In their Notice of Removal, the Removing Defendants assert that removal is "based on a claim arising under federal law" because Plaintiff alleges in the Complaint that Defendants used excessive force when arresting him. Although Plaintiff does allege that Defendants used "excessive force, " he does not allege that his case arises under 42 U.S.C. § 1983, that Defendants violated his federal rights, or that his claim arises under federal law.

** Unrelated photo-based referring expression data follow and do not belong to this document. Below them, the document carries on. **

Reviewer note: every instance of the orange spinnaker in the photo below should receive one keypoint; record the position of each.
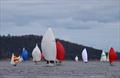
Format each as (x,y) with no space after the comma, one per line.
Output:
(112,55)
(60,51)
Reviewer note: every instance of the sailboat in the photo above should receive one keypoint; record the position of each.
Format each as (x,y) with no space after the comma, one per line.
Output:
(103,57)
(36,54)
(14,60)
(60,52)
(76,58)
(112,55)
(85,55)
(24,54)
(48,46)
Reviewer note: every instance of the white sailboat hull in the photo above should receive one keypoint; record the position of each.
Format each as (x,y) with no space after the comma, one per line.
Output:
(85,55)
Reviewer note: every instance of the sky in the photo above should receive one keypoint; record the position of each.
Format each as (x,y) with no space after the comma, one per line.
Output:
(93,23)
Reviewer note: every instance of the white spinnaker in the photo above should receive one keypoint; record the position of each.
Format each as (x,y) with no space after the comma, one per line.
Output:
(48,45)
(103,56)
(12,59)
(36,53)
(85,55)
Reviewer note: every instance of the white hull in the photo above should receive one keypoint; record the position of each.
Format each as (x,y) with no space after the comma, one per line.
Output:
(85,55)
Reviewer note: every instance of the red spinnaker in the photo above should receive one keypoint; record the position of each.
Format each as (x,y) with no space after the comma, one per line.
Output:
(112,55)
(60,51)
(42,57)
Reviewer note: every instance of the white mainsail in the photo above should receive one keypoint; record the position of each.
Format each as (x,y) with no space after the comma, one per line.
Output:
(103,57)
(36,53)
(84,55)
(76,58)
(48,45)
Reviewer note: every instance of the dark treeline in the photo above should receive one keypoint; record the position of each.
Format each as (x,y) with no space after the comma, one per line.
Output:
(14,44)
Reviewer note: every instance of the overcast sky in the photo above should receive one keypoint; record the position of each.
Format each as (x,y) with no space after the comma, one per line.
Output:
(94,23)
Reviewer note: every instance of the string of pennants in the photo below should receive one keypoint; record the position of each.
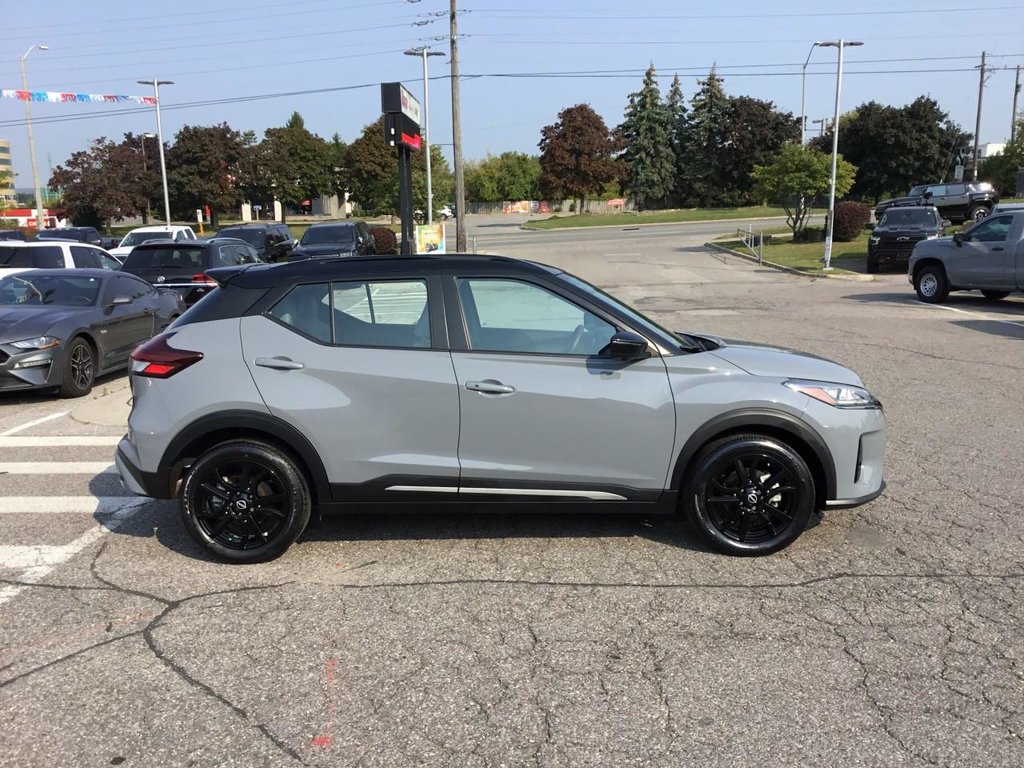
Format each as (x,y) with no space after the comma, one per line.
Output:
(57,97)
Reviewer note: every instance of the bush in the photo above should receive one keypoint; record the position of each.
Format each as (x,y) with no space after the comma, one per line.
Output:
(850,220)
(385,241)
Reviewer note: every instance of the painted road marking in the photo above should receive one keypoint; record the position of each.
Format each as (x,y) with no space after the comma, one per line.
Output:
(95,440)
(72,505)
(56,468)
(35,423)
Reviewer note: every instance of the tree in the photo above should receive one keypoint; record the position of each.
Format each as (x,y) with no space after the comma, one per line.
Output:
(101,183)
(646,132)
(895,147)
(797,176)
(298,163)
(203,168)
(512,175)
(577,155)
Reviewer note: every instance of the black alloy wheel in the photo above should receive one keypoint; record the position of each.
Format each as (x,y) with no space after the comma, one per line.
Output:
(245,502)
(750,495)
(80,370)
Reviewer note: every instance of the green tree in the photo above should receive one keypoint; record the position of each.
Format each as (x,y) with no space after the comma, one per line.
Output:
(100,184)
(299,164)
(511,175)
(578,155)
(798,175)
(650,162)
(203,169)
(895,147)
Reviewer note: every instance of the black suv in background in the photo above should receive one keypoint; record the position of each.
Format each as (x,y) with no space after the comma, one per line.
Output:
(335,239)
(182,265)
(273,242)
(956,202)
(898,230)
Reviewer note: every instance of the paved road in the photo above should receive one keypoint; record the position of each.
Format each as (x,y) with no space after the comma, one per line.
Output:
(887,636)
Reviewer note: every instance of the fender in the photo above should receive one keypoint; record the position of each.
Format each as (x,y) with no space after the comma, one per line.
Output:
(750,419)
(243,424)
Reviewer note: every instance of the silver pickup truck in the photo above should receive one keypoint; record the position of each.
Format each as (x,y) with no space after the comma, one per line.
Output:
(986,257)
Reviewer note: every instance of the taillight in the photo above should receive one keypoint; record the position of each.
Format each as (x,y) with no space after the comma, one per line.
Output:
(158,359)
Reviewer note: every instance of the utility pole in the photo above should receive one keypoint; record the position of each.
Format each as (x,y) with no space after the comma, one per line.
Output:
(460,181)
(1013,118)
(977,124)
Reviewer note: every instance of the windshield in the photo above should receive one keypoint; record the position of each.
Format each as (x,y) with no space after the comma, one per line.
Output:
(48,290)
(155,257)
(907,217)
(252,237)
(316,236)
(133,239)
(47,257)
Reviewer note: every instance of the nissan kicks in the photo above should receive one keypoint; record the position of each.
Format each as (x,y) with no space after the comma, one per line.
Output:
(353,384)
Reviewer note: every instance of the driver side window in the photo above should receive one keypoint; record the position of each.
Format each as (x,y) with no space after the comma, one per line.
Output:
(509,315)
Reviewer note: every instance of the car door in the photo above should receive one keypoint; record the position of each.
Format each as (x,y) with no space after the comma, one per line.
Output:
(361,368)
(985,257)
(542,412)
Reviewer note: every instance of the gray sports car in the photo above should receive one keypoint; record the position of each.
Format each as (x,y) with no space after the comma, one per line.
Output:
(62,328)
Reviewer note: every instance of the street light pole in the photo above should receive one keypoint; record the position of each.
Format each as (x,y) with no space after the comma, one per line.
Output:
(32,139)
(160,140)
(803,93)
(841,44)
(424,51)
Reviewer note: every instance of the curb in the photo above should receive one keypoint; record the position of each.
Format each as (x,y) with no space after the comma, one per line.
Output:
(790,269)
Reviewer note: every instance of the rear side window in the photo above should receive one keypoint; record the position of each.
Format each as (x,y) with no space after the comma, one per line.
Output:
(48,257)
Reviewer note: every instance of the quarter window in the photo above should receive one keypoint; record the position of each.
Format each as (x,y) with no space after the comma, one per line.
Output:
(509,315)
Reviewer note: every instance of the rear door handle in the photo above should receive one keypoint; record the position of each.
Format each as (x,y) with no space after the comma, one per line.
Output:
(280,364)
(489,386)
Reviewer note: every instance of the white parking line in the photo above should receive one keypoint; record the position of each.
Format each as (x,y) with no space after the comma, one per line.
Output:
(96,440)
(34,423)
(72,505)
(56,468)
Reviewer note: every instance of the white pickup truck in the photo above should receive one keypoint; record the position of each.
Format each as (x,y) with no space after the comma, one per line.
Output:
(988,257)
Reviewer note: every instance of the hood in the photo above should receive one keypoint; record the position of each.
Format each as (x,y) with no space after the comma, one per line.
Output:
(27,323)
(763,359)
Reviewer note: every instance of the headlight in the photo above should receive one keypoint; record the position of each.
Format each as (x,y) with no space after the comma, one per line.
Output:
(840,395)
(40,342)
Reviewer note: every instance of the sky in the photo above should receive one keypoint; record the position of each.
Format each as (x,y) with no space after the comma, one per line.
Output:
(521,61)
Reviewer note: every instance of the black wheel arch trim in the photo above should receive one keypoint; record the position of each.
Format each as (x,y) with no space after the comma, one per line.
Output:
(245,423)
(749,420)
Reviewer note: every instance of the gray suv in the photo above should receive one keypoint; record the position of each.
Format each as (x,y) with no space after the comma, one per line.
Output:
(338,385)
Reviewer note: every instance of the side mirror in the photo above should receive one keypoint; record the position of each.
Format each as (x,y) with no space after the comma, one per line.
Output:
(627,345)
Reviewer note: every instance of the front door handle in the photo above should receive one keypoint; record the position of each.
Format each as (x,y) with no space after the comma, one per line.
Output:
(489,386)
(279,364)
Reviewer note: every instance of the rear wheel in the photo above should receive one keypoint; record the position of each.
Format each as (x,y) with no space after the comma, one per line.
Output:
(245,502)
(931,284)
(750,495)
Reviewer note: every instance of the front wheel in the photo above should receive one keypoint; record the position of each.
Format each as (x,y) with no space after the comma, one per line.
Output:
(245,502)
(750,495)
(931,284)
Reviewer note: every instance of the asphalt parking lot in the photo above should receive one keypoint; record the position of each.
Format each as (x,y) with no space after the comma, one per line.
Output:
(888,635)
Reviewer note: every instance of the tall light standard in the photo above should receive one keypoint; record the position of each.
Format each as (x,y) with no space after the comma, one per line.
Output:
(32,139)
(803,93)
(424,51)
(841,44)
(160,140)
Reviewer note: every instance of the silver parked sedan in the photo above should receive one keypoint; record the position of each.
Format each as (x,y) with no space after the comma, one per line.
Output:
(433,381)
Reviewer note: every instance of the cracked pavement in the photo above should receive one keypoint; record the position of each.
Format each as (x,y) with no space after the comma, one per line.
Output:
(888,635)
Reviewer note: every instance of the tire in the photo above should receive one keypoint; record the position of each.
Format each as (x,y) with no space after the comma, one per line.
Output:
(931,284)
(80,369)
(978,213)
(245,502)
(750,495)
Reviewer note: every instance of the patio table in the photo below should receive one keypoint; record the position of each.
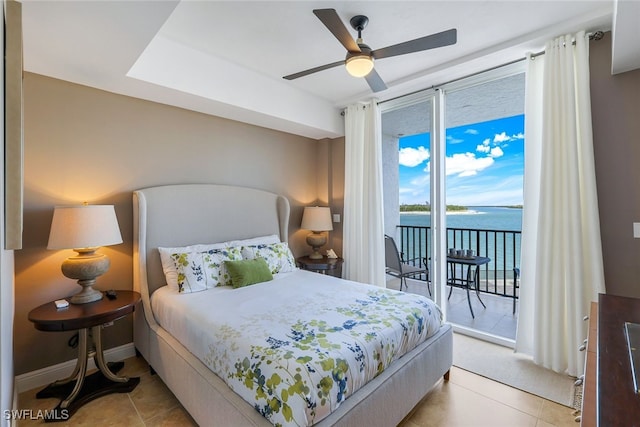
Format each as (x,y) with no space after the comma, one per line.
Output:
(468,281)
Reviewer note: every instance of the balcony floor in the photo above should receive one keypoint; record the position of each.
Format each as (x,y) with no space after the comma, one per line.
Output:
(497,319)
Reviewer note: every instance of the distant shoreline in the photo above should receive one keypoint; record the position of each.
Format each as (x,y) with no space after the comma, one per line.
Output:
(467,212)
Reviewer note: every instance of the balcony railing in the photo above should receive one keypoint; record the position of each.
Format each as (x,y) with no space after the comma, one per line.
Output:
(502,246)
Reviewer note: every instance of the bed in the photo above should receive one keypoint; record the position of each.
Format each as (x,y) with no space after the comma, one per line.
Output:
(182,215)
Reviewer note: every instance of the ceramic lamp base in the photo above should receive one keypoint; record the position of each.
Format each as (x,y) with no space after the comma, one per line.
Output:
(85,268)
(316,240)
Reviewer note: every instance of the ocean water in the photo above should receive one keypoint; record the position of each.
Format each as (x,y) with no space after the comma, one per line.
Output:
(478,217)
(499,238)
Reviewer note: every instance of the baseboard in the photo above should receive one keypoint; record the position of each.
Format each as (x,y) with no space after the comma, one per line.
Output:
(45,376)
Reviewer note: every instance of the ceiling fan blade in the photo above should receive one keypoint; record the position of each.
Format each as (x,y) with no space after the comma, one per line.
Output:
(313,70)
(332,21)
(445,38)
(375,81)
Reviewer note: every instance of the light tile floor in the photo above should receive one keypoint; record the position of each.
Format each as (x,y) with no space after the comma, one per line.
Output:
(496,319)
(466,399)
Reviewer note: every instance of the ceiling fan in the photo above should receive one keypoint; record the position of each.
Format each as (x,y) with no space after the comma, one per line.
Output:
(360,57)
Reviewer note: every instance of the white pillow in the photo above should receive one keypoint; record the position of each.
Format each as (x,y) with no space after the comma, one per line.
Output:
(261,240)
(169,266)
(278,256)
(199,271)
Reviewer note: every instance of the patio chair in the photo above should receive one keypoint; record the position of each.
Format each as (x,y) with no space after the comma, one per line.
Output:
(397,267)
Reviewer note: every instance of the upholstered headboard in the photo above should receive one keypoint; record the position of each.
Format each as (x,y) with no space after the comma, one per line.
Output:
(181,215)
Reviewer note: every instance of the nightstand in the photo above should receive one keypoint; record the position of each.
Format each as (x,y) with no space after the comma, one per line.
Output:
(330,266)
(78,388)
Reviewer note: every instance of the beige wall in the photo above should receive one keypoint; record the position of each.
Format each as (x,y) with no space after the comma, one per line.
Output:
(83,144)
(615,105)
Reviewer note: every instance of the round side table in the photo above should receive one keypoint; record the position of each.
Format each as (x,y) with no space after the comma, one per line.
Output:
(78,388)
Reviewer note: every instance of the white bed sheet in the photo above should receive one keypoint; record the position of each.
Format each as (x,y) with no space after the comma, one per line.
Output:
(200,322)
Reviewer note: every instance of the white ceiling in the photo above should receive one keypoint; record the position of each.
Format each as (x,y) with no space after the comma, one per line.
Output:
(227,58)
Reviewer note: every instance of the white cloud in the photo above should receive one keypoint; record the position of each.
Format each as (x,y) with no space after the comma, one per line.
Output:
(467,164)
(411,157)
(501,137)
(483,148)
(496,152)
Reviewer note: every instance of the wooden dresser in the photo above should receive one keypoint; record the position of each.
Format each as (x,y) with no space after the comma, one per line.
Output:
(609,398)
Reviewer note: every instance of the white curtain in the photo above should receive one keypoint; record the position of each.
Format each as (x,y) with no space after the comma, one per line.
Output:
(363,239)
(561,256)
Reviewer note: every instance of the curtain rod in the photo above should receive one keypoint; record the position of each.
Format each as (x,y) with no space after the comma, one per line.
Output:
(597,35)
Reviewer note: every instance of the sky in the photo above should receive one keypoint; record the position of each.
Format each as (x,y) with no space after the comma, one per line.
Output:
(484,164)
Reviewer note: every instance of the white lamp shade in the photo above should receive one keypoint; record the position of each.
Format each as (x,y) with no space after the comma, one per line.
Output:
(86,226)
(359,65)
(317,219)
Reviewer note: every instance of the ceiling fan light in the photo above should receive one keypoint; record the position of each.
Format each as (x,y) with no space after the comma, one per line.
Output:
(359,65)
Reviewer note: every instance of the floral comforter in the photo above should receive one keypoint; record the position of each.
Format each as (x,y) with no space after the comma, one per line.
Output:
(298,346)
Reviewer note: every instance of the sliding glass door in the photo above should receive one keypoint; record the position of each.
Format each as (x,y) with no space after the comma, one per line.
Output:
(453,174)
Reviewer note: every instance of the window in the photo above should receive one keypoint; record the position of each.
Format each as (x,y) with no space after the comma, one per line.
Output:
(483,163)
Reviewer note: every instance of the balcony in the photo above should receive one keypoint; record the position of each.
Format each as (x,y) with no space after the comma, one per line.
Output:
(497,279)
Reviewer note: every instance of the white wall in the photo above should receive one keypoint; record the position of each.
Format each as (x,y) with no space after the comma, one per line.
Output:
(6,285)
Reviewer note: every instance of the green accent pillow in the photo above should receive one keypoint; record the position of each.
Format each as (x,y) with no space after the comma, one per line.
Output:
(248,272)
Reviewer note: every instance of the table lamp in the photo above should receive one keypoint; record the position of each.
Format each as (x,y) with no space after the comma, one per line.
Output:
(317,219)
(84,228)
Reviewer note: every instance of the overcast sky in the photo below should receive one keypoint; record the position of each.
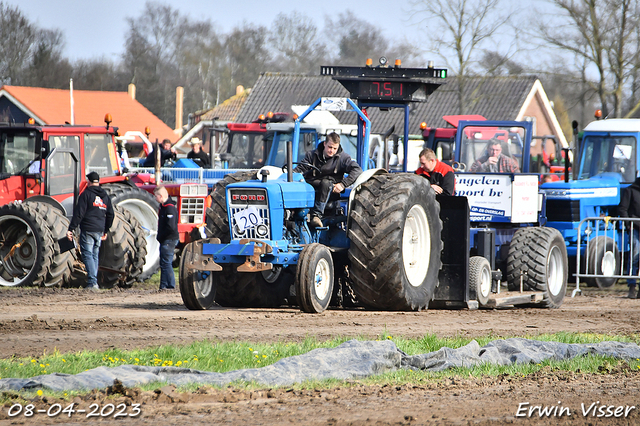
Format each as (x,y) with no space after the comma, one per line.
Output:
(94,29)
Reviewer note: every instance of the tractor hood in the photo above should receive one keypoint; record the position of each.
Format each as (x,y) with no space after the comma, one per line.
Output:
(600,190)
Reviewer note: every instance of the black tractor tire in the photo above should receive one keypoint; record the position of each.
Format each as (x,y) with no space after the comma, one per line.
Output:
(267,289)
(118,252)
(395,234)
(602,250)
(479,279)
(539,256)
(144,207)
(197,288)
(138,256)
(217,220)
(314,278)
(26,246)
(59,273)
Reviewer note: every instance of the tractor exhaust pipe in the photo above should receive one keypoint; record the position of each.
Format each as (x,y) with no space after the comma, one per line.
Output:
(289,161)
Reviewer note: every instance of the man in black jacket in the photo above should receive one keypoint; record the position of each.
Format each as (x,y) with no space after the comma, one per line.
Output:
(197,154)
(333,164)
(94,214)
(630,207)
(167,236)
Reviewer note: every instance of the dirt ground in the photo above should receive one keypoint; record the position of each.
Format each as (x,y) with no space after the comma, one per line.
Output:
(35,320)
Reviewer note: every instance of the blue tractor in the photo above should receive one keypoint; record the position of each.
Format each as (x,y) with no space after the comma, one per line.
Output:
(381,239)
(581,207)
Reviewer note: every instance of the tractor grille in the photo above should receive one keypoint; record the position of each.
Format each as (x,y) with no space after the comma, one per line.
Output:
(240,199)
(192,210)
(563,210)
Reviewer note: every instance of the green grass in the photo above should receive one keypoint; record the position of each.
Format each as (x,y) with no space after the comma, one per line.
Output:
(228,356)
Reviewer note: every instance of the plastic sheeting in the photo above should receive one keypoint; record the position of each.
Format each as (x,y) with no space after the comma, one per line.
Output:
(351,360)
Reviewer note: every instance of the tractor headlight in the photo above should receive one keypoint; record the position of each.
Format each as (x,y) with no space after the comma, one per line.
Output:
(262,230)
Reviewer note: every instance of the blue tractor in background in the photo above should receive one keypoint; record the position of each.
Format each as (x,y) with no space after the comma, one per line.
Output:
(582,208)
(506,237)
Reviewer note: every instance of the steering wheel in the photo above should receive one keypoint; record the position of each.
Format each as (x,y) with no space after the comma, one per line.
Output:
(284,168)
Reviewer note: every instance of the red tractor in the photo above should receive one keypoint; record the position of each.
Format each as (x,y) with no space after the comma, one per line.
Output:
(42,170)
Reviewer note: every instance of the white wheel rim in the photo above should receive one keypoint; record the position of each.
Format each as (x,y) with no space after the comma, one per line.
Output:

"Arizona courts have long recognized that a defendant has a duty to act reasonably in response to criminal conduct and that unreasonable, excessive use of force may result in liability." Sonoran Desert Investigations, Inc. v. Miller, 141 P.3d 754, 760 (Ariz.Ct.App. 2006). "An injured party may bring an action for damages arising out of allegedly unwarranted or excessive force." Id. at 761. The use of the phrase "excessive force, " without more, does not create federal jurisdiction. The Removing Defendants, therefore, have failed to meet their burden of establishing federal jurisdiction over this case. Thus, the Court will remand this case to the Superior Court of Maricopa County.
IT IS ORDERED:
(1) This matter is remanded to the Superior Court of Maricopa County, Arizona.
(2) The Clerk of Court must mail a certified copy of this Order to:
(3) The Clerk of Court must close this federal case.